I'm currently in a marriage like this! It's his way or no way, everyday its an argument,why I didn't answer the phone at work, why I didn't answer the cell phone, when he;s gone he will call me all day at home asking what I was doing. This man is very very controlling,I'm currently setting a plan into place, I started by not renewing our lease we are month to month, saving for a security deposit, moving only what necessary for me and the kids, because at this point its getting worst
 
If he is got a temper on him now and you only dealing with this over the phone imagine if the two of you lived together...how far would he go. The signs are clearly there for all to see including you so take note before he does something stupid and decide that a good way to make up is to ask you to move in....then back to square 1!
 
Verbal abuse is ugly and those words do leave scars

I'm still healing

dont make excuses for him, face the truth, what I did

Set my *** free first and let my mind and heart follow-it worked!
 
I'm sorry you're going through this. Sounds like it's verbal and emotional abuse to me.
His behavior is not your fault, no matter what he'd try to make you believe. You're not crazy. Go with your gut.

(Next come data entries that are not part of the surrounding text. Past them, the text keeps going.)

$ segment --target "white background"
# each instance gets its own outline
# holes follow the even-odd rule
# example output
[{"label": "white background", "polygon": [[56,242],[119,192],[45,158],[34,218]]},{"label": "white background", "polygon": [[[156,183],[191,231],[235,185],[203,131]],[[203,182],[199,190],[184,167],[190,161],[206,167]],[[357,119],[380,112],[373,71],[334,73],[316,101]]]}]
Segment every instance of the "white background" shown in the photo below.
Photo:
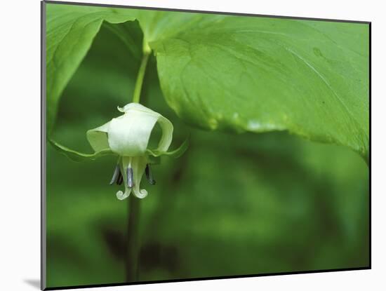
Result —
[{"label": "white background", "polygon": [[[94,2],[89,0],[88,2]],[[378,4],[377,4],[378,2]],[[103,1],[98,3],[372,22],[372,270],[98,288],[98,290],[350,290],[386,285],[386,11],[376,1]],[[40,3],[0,8],[0,289],[36,290],[40,274]],[[90,290],[90,289],[88,289]],[[93,289],[95,290],[95,289]]]}]

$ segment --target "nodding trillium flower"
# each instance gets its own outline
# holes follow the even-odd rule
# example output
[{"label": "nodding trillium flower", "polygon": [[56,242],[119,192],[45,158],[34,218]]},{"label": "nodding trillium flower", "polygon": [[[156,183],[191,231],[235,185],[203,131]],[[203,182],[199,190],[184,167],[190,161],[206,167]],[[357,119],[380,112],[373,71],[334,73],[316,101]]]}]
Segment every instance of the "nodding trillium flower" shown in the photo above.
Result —
[{"label": "nodding trillium flower", "polygon": [[[147,191],[140,189],[142,177],[145,173],[147,180],[154,184],[150,170],[153,157],[168,155],[181,156],[187,148],[187,140],[177,149],[167,151],[173,138],[173,124],[162,115],[138,103],[129,103],[118,107],[124,113],[107,123],[87,131],[86,136],[95,150],[92,154],[81,154],[50,140],[51,144],[69,158],[75,160],[95,159],[102,156],[118,156],[110,184],[124,184],[124,191],[117,192],[119,200],[128,197],[131,191],[139,198],[147,196]],[[157,149],[148,148],[149,140],[156,124],[160,126],[162,135]]]}]

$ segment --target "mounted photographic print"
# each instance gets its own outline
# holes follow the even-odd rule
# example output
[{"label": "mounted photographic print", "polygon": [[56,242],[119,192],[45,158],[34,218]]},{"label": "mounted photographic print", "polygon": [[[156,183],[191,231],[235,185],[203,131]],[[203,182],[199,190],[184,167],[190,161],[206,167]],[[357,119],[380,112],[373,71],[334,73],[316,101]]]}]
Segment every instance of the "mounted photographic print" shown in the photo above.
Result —
[{"label": "mounted photographic print", "polygon": [[370,22],[41,8],[42,289],[370,268]]}]

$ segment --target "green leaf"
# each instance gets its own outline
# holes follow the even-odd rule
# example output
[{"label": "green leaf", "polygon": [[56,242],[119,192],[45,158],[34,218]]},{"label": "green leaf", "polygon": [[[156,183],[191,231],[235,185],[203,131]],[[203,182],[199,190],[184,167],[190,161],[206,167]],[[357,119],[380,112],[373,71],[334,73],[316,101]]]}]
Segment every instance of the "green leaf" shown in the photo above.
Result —
[{"label": "green leaf", "polygon": [[113,153],[110,149],[102,149],[99,151],[96,151],[94,154],[84,154],[73,149],[69,149],[54,140],[49,140],[50,144],[55,149],[58,151],[63,154],[65,156],[67,156],[72,161],[76,162],[81,162],[84,161],[89,160],[96,160],[98,158],[105,156],[117,156],[116,154]]},{"label": "green leaf", "polygon": [[[87,53],[103,21],[133,20],[130,10],[46,4],[47,128],[52,130],[58,102]],[[133,13],[131,13],[133,14]]]},{"label": "green leaf", "polygon": [[168,104],[211,130],[288,130],[368,155],[368,25],[228,16],[151,43]]}]

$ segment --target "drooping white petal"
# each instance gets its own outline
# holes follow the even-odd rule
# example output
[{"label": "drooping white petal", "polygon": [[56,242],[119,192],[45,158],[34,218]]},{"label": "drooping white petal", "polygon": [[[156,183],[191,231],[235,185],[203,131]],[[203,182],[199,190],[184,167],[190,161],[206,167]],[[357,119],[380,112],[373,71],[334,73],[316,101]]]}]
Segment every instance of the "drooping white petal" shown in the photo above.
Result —
[{"label": "drooping white petal", "polygon": [[125,191],[119,191],[117,192],[117,198],[119,200],[124,200],[128,198],[131,193],[131,188],[129,188],[127,184],[127,169],[131,167],[131,162],[133,158],[128,156],[124,156],[121,159],[121,162],[119,164],[119,169],[121,174],[124,178],[124,185],[125,187]]},{"label": "drooping white petal", "polygon": [[157,148],[157,151],[166,151],[169,148],[171,141],[173,139],[173,124],[169,121],[168,119],[164,117],[162,115],[159,114],[157,112],[154,111],[152,109],[149,109],[147,107],[145,107],[143,105],[141,105],[138,103],[129,103],[125,105],[123,108],[118,107],[118,110],[121,112],[130,112],[131,111],[135,110],[138,111],[142,111],[149,113],[157,117],[157,122],[159,123],[161,129],[162,130],[162,135],[161,137],[161,140],[158,144]]},{"label": "drooping white petal", "polygon": [[162,130],[162,135],[158,144],[157,149],[161,151],[166,151],[169,148],[173,139],[173,124],[168,119],[160,115],[158,123]]},{"label": "drooping white petal", "polygon": [[126,156],[145,154],[158,117],[156,114],[131,110],[113,119],[108,133],[112,151]]},{"label": "drooping white petal", "polygon": [[107,122],[102,126],[87,130],[86,134],[87,140],[94,151],[99,151],[102,149],[109,149],[107,140],[109,125],[109,122]]}]

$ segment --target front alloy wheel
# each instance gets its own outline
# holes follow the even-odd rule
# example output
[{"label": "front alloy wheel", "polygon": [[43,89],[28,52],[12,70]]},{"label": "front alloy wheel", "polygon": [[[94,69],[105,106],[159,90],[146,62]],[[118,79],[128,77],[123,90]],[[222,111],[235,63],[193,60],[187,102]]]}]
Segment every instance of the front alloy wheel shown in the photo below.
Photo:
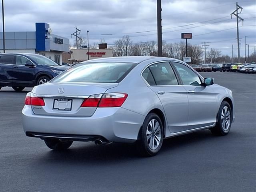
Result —
[{"label": "front alloy wheel", "polygon": [[227,135],[230,130],[232,123],[232,110],[228,102],[221,103],[217,116],[217,122],[215,126],[210,129],[214,135]]},{"label": "front alloy wheel", "polygon": [[146,117],[140,131],[137,143],[139,152],[144,156],[153,156],[160,150],[163,143],[163,127],[162,121],[155,113]]}]

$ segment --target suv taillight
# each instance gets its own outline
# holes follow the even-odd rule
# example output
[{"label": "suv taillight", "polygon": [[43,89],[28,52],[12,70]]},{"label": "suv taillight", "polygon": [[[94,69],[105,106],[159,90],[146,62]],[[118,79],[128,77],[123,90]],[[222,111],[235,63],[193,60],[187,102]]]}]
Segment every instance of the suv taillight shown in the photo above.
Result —
[{"label": "suv taillight", "polygon": [[36,106],[44,106],[45,105],[44,99],[42,98],[30,97],[30,96],[26,96],[26,97],[25,104]]},{"label": "suv taillight", "polygon": [[126,99],[126,93],[111,93],[91,95],[85,99],[81,107],[120,107]]}]

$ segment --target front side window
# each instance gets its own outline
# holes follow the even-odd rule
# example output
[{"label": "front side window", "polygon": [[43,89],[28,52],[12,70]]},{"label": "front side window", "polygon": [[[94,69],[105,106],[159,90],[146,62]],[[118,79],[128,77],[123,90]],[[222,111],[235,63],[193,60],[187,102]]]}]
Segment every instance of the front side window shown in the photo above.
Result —
[{"label": "front side window", "polygon": [[153,76],[148,68],[146,69],[142,73],[142,76],[150,86],[156,85]]},{"label": "front side window", "polygon": [[25,65],[26,63],[31,63],[31,62],[25,57],[22,56],[16,56],[16,64]]},{"label": "front side window", "polygon": [[134,63],[121,62],[78,64],[61,73],[51,82],[119,82],[135,65]]},{"label": "front side window", "polygon": [[51,59],[47,58],[46,57],[43,56],[42,55],[35,54],[28,54],[28,55],[33,60],[35,61],[36,62],[36,64],[38,65],[47,65],[48,66],[59,65]]},{"label": "front side window", "polygon": [[0,57],[0,63],[3,64],[13,64],[14,56],[3,55]]},{"label": "front side window", "polygon": [[176,85],[178,81],[168,62],[154,64],[149,66],[156,85]]},{"label": "front side window", "polygon": [[201,84],[198,76],[189,68],[180,63],[172,63],[179,74],[184,85],[199,85]]}]

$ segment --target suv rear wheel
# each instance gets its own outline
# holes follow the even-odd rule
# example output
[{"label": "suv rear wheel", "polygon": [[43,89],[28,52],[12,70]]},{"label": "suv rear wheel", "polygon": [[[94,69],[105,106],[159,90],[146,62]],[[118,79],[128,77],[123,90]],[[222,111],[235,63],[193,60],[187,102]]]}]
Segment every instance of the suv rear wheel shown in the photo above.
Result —
[{"label": "suv rear wheel", "polygon": [[13,89],[16,91],[21,91],[25,88],[25,87],[21,87],[20,86],[18,87],[12,87]]},{"label": "suv rear wheel", "polygon": [[42,85],[47,83],[50,80],[50,78],[47,76],[42,76],[38,78],[36,81],[36,85]]}]

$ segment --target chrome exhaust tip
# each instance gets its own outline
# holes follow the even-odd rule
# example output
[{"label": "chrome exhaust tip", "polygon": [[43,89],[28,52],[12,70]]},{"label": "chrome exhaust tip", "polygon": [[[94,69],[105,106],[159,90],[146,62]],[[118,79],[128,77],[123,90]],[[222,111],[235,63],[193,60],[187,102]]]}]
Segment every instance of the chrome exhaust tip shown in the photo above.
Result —
[{"label": "chrome exhaust tip", "polygon": [[96,145],[99,146],[100,145],[102,145],[103,143],[103,142],[100,139],[96,139],[94,141],[94,143]]}]

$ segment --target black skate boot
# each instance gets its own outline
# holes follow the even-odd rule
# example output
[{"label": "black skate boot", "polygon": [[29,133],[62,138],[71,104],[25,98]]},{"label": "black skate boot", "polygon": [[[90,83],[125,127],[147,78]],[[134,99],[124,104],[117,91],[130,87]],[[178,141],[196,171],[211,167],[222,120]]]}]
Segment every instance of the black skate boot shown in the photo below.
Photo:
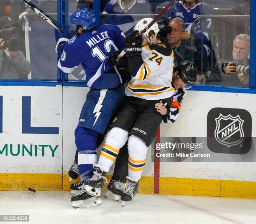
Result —
[{"label": "black skate boot", "polygon": [[120,199],[123,192],[123,183],[111,179],[108,186],[108,191],[105,197],[108,199],[118,201]]},{"label": "black skate boot", "polygon": [[[78,177],[79,175],[78,165],[77,164],[77,163],[74,162],[69,171],[69,176],[70,179],[74,180]],[[70,181],[70,179],[69,179],[69,181]]]},{"label": "black skate boot", "polygon": [[106,173],[102,171],[100,166],[93,164],[93,175],[90,179],[84,181],[84,184],[87,194],[92,196],[100,196],[100,189],[104,186],[104,180],[108,183],[105,176]]},{"label": "black skate boot", "polygon": [[83,185],[79,194],[71,197],[72,207],[78,209],[82,207],[92,207],[102,205],[102,201],[100,198],[89,195],[86,193],[84,187],[84,185]]},{"label": "black skate boot", "polygon": [[71,184],[71,185],[70,185],[71,194],[77,194],[81,191],[83,183],[83,181],[81,181],[80,182],[76,183],[75,184]]},{"label": "black skate boot", "polygon": [[121,200],[123,201],[122,206],[123,206],[128,201],[133,199],[135,195],[138,192],[138,181],[131,179],[127,176],[127,183],[126,184],[124,191],[121,196]]}]

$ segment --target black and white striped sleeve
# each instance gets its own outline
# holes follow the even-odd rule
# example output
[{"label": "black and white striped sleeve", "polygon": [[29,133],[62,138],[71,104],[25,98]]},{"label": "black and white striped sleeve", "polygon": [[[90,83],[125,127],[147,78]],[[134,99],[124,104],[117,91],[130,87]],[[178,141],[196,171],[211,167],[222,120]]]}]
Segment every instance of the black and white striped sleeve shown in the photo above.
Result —
[{"label": "black and white striped sleeve", "polygon": [[177,119],[181,103],[185,95],[185,89],[175,90],[172,105],[170,107],[169,106],[166,107],[167,113],[164,116],[163,120],[165,123],[174,123]]}]

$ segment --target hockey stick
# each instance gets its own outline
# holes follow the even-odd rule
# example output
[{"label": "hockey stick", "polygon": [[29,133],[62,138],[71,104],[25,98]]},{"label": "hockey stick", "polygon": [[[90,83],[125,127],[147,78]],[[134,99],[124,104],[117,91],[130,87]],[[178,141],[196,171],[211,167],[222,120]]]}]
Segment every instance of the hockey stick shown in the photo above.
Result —
[{"label": "hockey stick", "polygon": [[57,25],[56,20],[53,19],[51,16],[48,15],[44,11],[41,10],[38,7],[35,5],[33,3],[30,2],[31,0],[20,0],[20,2],[25,4],[26,6],[29,7],[31,9],[34,11],[37,14],[40,15],[44,20],[45,20],[46,22],[48,22],[55,29],[58,30],[59,32],[61,33],[64,33],[64,30],[61,28],[60,28]]},{"label": "hockey stick", "polygon": [[[165,13],[166,13],[170,8],[174,5],[176,2],[177,2],[179,0],[173,0],[170,4],[169,4],[166,7],[161,11],[157,15],[156,17],[147,26],[146,26],[143,30],[141,32],[140,32],[139,35],[138,36],[138,37],[141,37],[146,31],[150,28],[152,25],[156,23],[159,19],[160,18],[161,16],[162,16]],[[122,52],[121,52],[119,55],[118,55],[117,60],[119,60],[120,58],[122,58],[125,54],[125,49],[124,49],[123,50]]]}]

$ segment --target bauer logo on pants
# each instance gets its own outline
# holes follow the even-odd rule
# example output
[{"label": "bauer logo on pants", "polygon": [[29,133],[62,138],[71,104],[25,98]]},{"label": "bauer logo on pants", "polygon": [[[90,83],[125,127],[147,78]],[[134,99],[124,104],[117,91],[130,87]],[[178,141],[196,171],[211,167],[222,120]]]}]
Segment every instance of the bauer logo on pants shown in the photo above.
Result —
[{"label": "bauer logo on pants", "polygon": [[214,152],[243,154],[251,145],[251,116],[246,110],[216,108],[207,116],[207,145]]}]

I'd advise you to read the abuse sticky thread at the top of this forum and google domestic violence or domestic abuse and just read what comes up.

I wish you all the best.
 
Get out before it's too late. The next step is complete brainwash. How I know this? Because I've watched my mother go through this for 5 years. She went from telling us the signs of an abusive relationship surviving it before her marriage to my father to going back to one with my step dad. She used to go to Church faithfully. Now, she won't go at all because of her husband. If she leaves the house, or if he leaves, he will call every 5-10 mins. He's controlling, not just to her but to me and my sister as well. I've recently moved back in with them due to economic issues, big mistake, I'm getting out quickly. Please due the same. Verbal and emotional abuse can cause some scars that go very deep and it's not good for anyone. I can care less if that was that person's upbringing, they shouldn't inflict that treatment on anyone. Please get out before it's too late.